Some country bumpkins these. It is time we began taking them seriously on their own terms. So let’s pay a visit to the shrine of the Mother Goddess and the God/man Dionysus at Eleusis 18 kilometres north west of Athens, let’s say around the year 700 BC

Freke and Gandy pp 18 – 22

DIONYSUS at ELEUSIS

The central dogma of the Mysteries was the myth of the dying and resurrecting god/man. But this was not taught as a piece of inert, historical truth demanding intellectual acceptance. It was more akin to a form of liberation which came about by understanding the meaning behind the myth.

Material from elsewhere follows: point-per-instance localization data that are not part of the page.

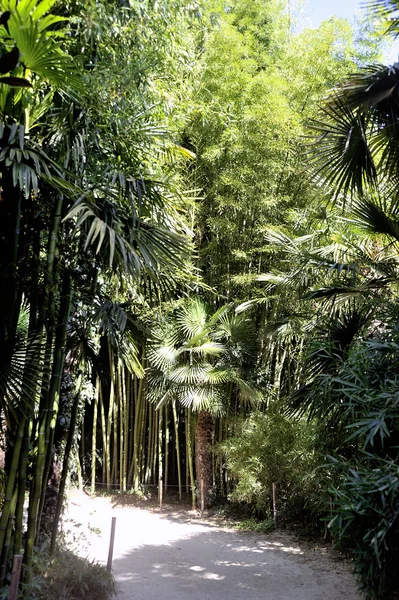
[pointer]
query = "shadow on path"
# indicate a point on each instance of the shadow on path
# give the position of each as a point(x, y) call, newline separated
point(168, 558)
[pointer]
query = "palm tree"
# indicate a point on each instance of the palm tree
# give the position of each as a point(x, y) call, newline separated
point(197, 358)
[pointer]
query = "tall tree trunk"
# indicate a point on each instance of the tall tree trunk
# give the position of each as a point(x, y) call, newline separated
point(94, 439)
point(203, 455)
point(189, 446)
point(177, 443)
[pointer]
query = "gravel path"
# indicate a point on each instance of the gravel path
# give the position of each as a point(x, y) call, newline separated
point(176, 556)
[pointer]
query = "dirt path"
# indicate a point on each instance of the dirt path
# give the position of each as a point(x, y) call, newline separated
point(176, 556)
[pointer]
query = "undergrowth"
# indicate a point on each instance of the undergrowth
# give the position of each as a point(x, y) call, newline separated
point(66, 576)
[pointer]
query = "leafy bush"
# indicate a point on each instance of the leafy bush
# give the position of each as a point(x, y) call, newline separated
point(366, 497)
point(367, 520)
point(269, 448)
point(66, 577)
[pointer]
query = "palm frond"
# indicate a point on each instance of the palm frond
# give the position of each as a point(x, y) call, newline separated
point(341, 156)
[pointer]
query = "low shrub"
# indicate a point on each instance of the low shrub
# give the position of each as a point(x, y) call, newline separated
point(66, 576)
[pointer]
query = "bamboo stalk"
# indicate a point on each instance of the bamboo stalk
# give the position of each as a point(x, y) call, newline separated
point(166, 448)
point(160, 463)
point(94, 438)
point(65, 470)
point(190, 458)
point(177, 444)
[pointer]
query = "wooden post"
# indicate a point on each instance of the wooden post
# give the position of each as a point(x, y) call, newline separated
point(16, 573)
point(274, 505)
point(202, 498)
point(111, 544)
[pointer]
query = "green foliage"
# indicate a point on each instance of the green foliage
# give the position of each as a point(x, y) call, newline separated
point(252, 524)
point(66, 577)
point(366, 489)
point(268, 448)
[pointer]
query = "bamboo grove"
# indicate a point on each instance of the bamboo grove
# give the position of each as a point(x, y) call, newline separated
point(198, 265)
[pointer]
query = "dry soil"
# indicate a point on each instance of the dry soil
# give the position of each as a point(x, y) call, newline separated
point(174, 555)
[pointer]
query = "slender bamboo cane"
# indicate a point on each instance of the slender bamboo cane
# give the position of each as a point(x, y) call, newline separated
point(149, 443)
point(65, 469)
point(94, 438)
point(160, 462)
point(177, 443)
point(123, 428)
point(190, 457)
point(104, 435)
point(55, 384)
point(166, 448)
point(143, 423)
point(110, 418)
point(22, 477)
point(7, 539)
point(10, 487)
point(155, 445)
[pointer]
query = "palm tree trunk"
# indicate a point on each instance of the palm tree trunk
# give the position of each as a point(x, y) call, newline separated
point(203, 449)
point(189, 444)
point(177, 443)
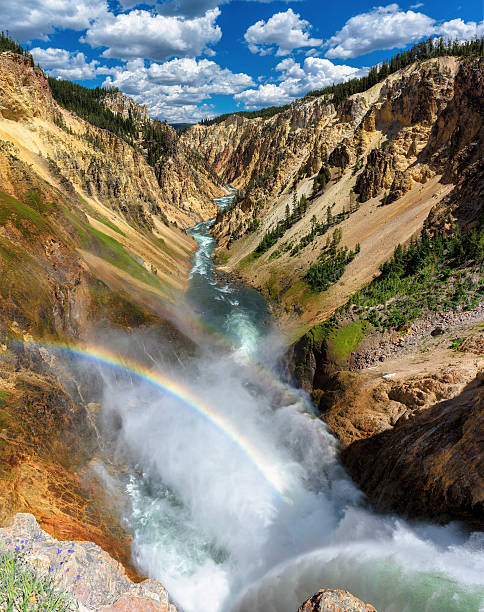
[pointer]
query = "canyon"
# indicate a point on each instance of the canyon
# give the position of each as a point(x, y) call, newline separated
point(94, 250)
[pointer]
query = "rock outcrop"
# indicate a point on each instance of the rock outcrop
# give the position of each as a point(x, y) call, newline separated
point(430, 464)
point(411, 435)
point(334, 600)
point(86, 240)
point(95, 580)
point(93, 162)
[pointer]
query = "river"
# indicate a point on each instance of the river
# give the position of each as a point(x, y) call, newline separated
point(238, 502)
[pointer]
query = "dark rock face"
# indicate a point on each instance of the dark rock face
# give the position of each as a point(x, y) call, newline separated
point(334, 600)
point(429, 465)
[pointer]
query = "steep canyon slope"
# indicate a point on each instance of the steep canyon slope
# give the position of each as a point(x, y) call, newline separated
point(389, 337)
point(408, 146)
point(90, 235)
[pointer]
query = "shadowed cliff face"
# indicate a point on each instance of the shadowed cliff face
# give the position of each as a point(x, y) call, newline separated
point(429, 465)
point(84, 244)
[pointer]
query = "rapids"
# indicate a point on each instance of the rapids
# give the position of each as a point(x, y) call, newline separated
point(220, 536)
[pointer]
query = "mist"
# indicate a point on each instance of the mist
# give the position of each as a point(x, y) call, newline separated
point(227, 530)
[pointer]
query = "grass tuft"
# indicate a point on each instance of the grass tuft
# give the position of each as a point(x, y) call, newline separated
point(24, 589)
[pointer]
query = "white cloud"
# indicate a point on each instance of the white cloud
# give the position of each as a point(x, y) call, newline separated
point(384, 27)
point(175, 89)
point(283, 31)
point(388, 27)
point(460, 30)
point(38, 18)
point(142, 34)
point(295, 80)
point(68, 64)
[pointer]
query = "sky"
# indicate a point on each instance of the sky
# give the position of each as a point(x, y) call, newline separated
point(194, 59)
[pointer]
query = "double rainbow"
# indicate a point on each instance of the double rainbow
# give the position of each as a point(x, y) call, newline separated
point(176, 390)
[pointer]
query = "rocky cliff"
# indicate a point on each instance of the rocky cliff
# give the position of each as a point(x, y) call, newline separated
point(94, 162)
point(407, 147)
point(88, 238)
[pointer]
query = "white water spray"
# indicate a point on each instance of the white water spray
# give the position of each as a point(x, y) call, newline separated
point(213, 530)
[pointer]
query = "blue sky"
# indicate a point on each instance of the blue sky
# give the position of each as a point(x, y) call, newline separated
point(190, 59)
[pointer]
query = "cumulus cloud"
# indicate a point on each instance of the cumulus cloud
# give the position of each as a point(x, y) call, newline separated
point(174, 90)
point(68, 64)
point(296, 79)
point(142, 34)
point(39, 18)
point(460, 30)
point(388, 27)
point(282, 33)
point(384, 27)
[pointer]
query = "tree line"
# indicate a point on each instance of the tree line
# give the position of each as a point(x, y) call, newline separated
point(421, 51)
point(427, 49)
point(7, 43)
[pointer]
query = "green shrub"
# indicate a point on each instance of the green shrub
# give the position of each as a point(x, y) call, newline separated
point(24, 589)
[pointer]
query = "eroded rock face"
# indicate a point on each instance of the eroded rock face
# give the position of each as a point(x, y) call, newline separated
point(88, 573)
point(334, 600)
point(430, 464)
point(96, 162)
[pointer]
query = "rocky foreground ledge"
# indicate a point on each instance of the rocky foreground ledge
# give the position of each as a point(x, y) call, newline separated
point(335, 600)
point(94, 579)
point(99, 583)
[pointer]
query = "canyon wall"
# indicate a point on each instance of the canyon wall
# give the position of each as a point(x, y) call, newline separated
point(409, 147)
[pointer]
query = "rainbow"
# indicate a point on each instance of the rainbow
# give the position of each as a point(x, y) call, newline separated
point(176, 390)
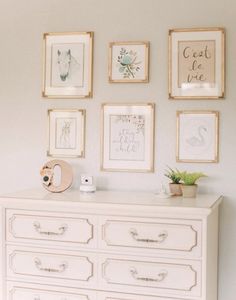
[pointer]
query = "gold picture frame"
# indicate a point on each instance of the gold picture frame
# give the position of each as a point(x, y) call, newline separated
point(197, 136)
point(197, 63)
point(128, 62)
point(127, 137)
point(68, 64)
point(66, 132)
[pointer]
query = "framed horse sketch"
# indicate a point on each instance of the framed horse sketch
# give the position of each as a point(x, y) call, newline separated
point(66, 133)
point(197, 136)
point(128, 61)
point(127, 140)
point(196, 63)
point(68, 59)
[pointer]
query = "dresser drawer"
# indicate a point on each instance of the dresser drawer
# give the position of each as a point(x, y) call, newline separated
point(152, 277)
point(168, 236)
point(19, 291)
point(51, 265)
point(34, 226)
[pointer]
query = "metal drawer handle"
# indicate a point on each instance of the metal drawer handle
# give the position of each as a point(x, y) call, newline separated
point(61, 230)
point(161, 237)
point(160, 276)
point(61, 268)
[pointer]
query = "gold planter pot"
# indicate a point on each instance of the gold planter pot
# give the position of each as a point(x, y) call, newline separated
point(175, 189)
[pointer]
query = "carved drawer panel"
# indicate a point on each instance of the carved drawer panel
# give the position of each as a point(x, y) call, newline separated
point(50, 265)
point(118, 296)
point(23, 291)
point(166, 235)
point(158, 277)
point(18, 293)
point(26, 226)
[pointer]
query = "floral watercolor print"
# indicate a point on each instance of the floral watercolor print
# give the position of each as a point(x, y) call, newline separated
point(65, 133)
point(67, 69)
point(129, 63)
point(127, 134)
point(197, 137)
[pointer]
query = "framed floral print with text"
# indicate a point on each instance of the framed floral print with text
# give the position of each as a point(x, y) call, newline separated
point(68, 65)
point(197, 63)
point(128, 61)
point(66, 133)
point(127, 140)
point(197, 136)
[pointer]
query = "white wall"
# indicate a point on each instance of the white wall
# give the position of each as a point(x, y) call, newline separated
point(23, 112)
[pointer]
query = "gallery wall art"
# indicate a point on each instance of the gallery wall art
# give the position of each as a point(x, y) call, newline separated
point(68, 59)
point(196, 63)
point(128, 137)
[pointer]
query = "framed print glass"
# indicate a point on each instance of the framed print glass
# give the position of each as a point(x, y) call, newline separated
point(197, 136)
point(128, 61)
point(66, 133)
point(196, 63)
point(127, 140)
point(68, 65)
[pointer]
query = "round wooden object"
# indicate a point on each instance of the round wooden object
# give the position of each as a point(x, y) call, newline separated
point(66, 176)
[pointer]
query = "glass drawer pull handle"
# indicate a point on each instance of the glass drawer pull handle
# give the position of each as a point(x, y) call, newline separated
point(160, 276)
point(161, 237)
point(61, 230)
point(61, 268)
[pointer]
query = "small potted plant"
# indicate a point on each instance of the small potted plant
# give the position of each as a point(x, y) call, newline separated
point(175, 185)
point(189, 186)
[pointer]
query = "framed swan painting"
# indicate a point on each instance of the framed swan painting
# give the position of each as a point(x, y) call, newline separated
point(197, 136)
point(68, 65)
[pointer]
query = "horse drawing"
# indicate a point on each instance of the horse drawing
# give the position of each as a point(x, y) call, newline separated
point(67, 64)
point(65, 135)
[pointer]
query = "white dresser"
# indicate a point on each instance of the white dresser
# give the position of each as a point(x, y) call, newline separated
point(108, 246)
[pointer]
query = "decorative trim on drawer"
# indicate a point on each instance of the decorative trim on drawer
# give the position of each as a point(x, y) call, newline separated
point(51, 269)
point(60, 231)
point(131, 267)
point(132, 234)
point(48, 234)
point(37, 292)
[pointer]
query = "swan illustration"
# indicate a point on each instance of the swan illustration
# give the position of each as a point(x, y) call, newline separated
point(197, 140)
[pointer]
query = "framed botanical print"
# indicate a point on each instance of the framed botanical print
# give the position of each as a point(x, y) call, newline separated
point(66, 133)
point(128, 61)
point(197, 136)
point(197, 63)
point(68, 65)
point(127, 140)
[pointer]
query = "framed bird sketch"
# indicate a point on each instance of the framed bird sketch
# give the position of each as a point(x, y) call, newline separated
point(68, 59)
point(66, 133)
point(197, 136)
point(128, 137)
point(196, 63)
point(128, 61)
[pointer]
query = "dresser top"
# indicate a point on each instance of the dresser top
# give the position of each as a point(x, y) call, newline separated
point(122, 198)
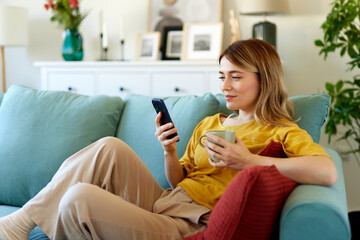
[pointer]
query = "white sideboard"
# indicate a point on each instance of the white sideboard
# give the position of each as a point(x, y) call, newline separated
point(117, 78)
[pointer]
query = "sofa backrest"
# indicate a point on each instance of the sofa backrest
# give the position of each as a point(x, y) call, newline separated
point(40, 129)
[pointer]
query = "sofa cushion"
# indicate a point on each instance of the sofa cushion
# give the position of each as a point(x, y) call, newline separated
point(137, 126)
point(251, 205)
point(40, 129)
point(1, 97)
point(310, 109)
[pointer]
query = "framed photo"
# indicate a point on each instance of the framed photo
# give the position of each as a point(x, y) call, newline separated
point(164, 13)
point(172, 42)
point(147, 48)
point(202, 41)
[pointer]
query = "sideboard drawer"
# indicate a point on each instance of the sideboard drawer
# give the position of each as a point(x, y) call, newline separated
point(80, 83)
point(121, 84)
point(179, 84)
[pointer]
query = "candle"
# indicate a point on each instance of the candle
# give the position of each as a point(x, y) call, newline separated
point(100, 21)
point(105, 37)
point(121, 28)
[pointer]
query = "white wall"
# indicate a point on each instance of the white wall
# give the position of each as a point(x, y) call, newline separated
point(305, 71)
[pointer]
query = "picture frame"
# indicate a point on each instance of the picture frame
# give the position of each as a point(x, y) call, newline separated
point(147, 47)
point(172, 42)
point(163, 13)
point(202, 41)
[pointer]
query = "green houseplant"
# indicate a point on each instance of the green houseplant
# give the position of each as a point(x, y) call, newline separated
point(342, 32)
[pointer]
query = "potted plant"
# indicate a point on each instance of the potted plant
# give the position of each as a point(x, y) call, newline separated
point(67, 13)
point(342, 32)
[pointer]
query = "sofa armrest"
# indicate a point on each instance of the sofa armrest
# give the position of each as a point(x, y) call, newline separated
point(317, 212)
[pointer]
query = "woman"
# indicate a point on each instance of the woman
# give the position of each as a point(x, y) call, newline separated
point(106, 192)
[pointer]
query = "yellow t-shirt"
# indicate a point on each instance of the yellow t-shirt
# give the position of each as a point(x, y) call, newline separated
point(205, 183)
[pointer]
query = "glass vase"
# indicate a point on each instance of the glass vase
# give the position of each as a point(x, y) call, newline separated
point(72, 49)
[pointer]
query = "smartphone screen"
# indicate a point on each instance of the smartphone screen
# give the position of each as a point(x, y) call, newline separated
point(160, 106)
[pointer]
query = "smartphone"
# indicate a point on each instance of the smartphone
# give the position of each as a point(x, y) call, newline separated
point(160, 106)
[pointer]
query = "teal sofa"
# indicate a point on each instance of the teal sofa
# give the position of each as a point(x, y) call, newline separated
point(40, 129)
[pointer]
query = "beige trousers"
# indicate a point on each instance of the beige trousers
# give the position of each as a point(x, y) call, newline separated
point(106, 192)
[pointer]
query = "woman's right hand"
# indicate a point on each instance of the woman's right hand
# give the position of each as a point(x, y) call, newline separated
point(163, 131)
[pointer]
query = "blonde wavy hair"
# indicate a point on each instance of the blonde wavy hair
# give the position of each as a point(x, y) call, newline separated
point(254, 55)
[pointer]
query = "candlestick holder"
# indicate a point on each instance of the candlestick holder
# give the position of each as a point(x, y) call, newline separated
point(122, 49)
point(103, 50)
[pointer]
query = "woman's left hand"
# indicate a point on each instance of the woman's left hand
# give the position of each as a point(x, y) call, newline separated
point(232, 155)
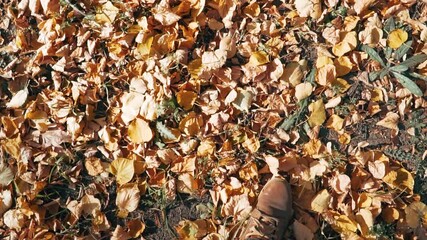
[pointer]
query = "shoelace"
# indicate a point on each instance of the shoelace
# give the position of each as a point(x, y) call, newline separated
point(261, 227)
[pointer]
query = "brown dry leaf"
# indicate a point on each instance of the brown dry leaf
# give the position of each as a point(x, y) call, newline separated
point(396, 38)
point(301, 231)
point(258, 58)
point(335, 122)
point(123, 169)
point(344, 224)
point(164, 15)
point(320, 202)
point(326, 74)
point(361, 5)
point(390, 121)
point(317, 113)
point(341, 183)
point(416, 215)
point(186, 99)
point(139, 131)
point(243, 100)
point(401, 179)
point(5, 201)
point(309, 8)
point(213, 60)
point(340, 84)
point(343, 65)
point(390, 214)
point(136, 227)
point(371, 35)
point(120, 233)
point(191, 124)
point(127, 199)
point(89, 205)
point(378, 169)
point(365, 221)
point(14, 219)
point(187, 183)
point(348, 42)
point(94, 166)
point(293, 73)
point(303, 90)
point(18, 99)
point(108, 13)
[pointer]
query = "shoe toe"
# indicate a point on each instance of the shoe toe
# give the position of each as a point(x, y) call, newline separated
point(275, 198)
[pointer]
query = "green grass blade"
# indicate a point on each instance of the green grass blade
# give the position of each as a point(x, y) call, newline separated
point(409, 84)
point(399, 68)
point(415, 60)
point(400, 52)
point(373, 54)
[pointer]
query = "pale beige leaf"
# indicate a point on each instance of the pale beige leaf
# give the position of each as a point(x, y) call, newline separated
point(127, 199)
point(14, 219)
point(18, 99)
point(6, 175)
point(390, 121)
point(139, 131)
point(301, 231)
point(5, 201)
point(318, 114)
point(303, 90)
point(123, 169)
point(321, 201)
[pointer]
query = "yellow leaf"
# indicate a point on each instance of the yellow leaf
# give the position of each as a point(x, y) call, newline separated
point(312, 147)
point(390, 121)
point(326, 74)
point(191, 124)
point(390, 214)
point(186, 183)
point(136, 227)
point(344, 138)
point(335, 122)
point(344, 224)
point(108, 13)
point(127, 199)
point(309, 8)
point(303, 90)
point(416, 214)
point(258, 58)
point(144, 48)
point(19, 99)
point(321, 201)
point(323, 61)
point(396, 38)
point(340, 84)
point(243, 100)
point(350, 22)
point(139, 131)
point(186, 99)
point(318, 114)
point(348, 43)
point(400, 179)
point(251, 143)
point(93, 166)
point(343, 65)
point(293, 73)
point(195, 67)
point(123, 169)
point(365, 221)
point(252, 10)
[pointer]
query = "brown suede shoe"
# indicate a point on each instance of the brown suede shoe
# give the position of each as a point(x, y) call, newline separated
point(273, 212)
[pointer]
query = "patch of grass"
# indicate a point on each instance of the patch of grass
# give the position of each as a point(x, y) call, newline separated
point(384, 231)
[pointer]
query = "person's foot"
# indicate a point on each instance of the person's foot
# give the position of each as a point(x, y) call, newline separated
point(273, 212)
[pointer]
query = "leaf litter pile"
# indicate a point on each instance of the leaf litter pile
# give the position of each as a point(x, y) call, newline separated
point(163, 119)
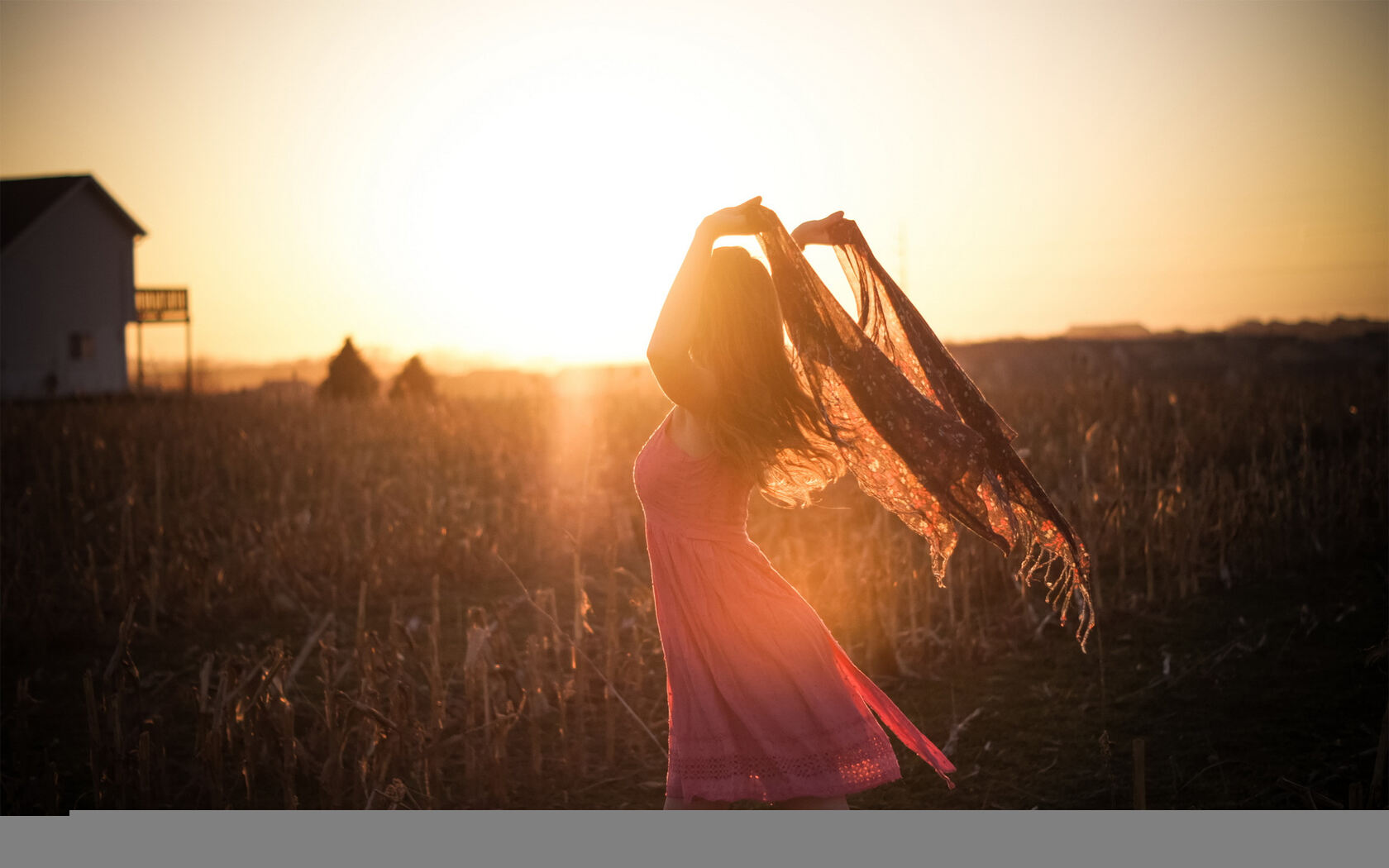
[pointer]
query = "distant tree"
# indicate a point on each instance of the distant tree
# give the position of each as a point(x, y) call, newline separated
point(349, 377)
point(414, 382)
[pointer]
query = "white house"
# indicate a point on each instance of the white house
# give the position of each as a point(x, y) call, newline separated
point(67, 288)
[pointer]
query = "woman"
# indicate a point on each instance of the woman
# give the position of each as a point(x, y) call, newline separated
point(763, 702)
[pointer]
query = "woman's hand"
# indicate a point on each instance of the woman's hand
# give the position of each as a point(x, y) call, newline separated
point(739, 220)
point(817, 231)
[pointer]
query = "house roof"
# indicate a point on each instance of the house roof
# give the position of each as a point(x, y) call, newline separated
point(26, 200)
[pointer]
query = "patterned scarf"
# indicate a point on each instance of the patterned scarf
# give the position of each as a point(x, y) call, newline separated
point(913, 428)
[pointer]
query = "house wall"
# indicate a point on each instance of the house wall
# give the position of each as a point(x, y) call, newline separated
point(71, 273)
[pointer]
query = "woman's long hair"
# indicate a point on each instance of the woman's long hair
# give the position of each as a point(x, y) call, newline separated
point(766, 421)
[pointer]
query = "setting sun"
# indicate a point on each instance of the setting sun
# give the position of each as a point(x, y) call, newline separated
point(518, 185)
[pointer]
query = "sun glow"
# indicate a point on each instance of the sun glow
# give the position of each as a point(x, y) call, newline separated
point(556, 207)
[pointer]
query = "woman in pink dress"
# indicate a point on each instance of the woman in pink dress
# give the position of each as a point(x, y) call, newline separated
point(764, 704)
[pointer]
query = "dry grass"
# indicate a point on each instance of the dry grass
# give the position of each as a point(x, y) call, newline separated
point(236, 603)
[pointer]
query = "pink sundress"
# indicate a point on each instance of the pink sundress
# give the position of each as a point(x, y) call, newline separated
point(763, 702)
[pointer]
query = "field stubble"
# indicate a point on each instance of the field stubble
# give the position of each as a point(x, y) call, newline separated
point(238, 603)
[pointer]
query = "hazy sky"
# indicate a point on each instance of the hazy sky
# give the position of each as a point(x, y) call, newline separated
point(523, 178)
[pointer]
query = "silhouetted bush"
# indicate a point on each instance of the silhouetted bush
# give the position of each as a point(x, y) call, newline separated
point(349, 377)
point(414, 382)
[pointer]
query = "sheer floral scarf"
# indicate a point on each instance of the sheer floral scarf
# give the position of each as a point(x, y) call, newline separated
point(913, 428)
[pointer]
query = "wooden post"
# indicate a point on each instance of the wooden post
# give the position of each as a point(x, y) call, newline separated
point(1139, 776)
point(188, 355)
point(610, 629)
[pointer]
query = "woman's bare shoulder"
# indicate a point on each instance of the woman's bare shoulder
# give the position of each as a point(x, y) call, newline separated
point(690, 432)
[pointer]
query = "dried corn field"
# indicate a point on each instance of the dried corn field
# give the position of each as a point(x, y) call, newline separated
point(239, 603)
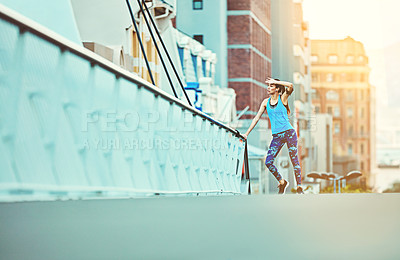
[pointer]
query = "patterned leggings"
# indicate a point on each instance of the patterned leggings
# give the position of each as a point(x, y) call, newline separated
point(278, 141)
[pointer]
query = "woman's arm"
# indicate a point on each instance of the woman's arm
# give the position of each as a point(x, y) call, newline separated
point(258, 116)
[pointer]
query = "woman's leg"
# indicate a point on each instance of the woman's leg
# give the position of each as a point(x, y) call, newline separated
point(291, 139)
point(273, 150)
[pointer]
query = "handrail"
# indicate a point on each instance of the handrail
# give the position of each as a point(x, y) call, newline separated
point(26, 24)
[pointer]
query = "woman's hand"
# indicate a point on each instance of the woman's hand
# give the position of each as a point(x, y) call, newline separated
point(271, 81)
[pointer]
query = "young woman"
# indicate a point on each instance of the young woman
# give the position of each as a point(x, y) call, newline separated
point(282, 131)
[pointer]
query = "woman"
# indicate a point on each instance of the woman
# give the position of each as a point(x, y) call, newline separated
point(282, 131)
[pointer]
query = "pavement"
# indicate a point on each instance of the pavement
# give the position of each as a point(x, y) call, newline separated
point(325, 226)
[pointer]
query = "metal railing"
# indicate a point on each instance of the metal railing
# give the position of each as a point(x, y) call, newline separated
point(75, 125)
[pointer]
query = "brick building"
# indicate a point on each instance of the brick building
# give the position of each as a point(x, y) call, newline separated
point(249, 51)
point(340, 77)
point(239, 32)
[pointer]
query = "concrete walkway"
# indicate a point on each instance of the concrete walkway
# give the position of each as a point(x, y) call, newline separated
point(346, 226)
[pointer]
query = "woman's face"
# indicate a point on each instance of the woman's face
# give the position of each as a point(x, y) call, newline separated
point(272, 89)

This was achieved by a theatrical presentation producing an altered state of awareness through the use of fires, lights, drums, cymbals gongs by turns terrifying and soothing. The high priest was dressed as the God/man, Dionysus.

The god/man’s trials and tribulations were re-enacted and the initiate absorbed the need to approximate his/her life ever closer to the deity with ever greater levels of purity by overcoming all tendencies to selfish and self centred behaviours.

Thus life triumphs over death and joy is born out of sorrow. The initiates were not spectators in these divine dramas but participants sharing in and experiencing the death and resurrection of the god/man.

Freke and Gandy pp 22 – 25

MYTH and MYTHOS

To us the word ‘myth’ means something which didn’t happen and is therefore not true. Or as my old friend the Shorter Oxford Dictionary put it: A purely fictitious narrative usually involving supernatural persons embodying popular ideas on natural phenomena etc. A fictitious person or thing.”

That’s pretty categorical as to what we mean by ‘myth’. But that is not at all what mythos meant. The entire focus was not on literalness but on meaning. Mythos was a frequently used teaching metaphor. This is a fundamentally important truth to which we shall return again and again.

“The ancient philosophers were not so foolish as to believe that the Mystery myths were literally true, but wise enough to recognise that they were an easy introduction to the profound mystical philosophy at the heart of the Mysteries.”

Or as Sallustius pithily put it: “To wish to teach all men the truth of the gods causes the foolish to despise, because they cannot learn and the good to be slothful, whereas to conceal the truth by myths prevents the former from despising philosophy and compels the latter to study it.”

(Freke and Gandy, The Jesus Mysteries pp (25-26)

The initiate was instructed one on one through various stages of initiation until he/she attained ‘friendship and interior communion with God’

The shrine at Eleusis was destroyed by marauding Christian monks in 396 AD after having celebrated the pagan religion for 1,100 years.

Freke and Gandy pp 25 – 29

OSIRIS in EGYPT

In Egypt the name of the god/man whose death and resurrection was celebrated annually before thousands of spectators was Osiris. It was essentially the same message as at Eleusis, the passion, death and resurrection of Osiris and the lessons it contained for his followers.

There were two differences in the Egyptian version of the god/man; the ceremonies were open to the public, no secrecy, and they could be traced back to 4,500 BC.

Pythagoras (581-497) was an initiate of the Egyptian Mysteries and it was his followers who were instrumental in establishing the Mysteries of Dionysus at Eleusis.

The Osiris and Dionysus religions are remarkable enough in their own right, occurring as they do in different countries and at different times. But although they are the two most famous Mystery religions, they are far from the only ones.

What is most remarkable is that all around the Mediterranean in the centuries before Jesus, in different countries with different cultures and languages Mystery religions taught the birth, death and resurrection of pagan god/men. Why?

What made this story so universally popular? Could it be that it presented we mortals with the concept that each of us contains a spark of the divine buried in our human flesh and if we can rise above our carnal selves by the quality of our lives we too can enjoy the life after death like the gods.

This was the sophisticated religious atmosphere into which the Jesus story arrived in what later began to be called ‘the Christian era’.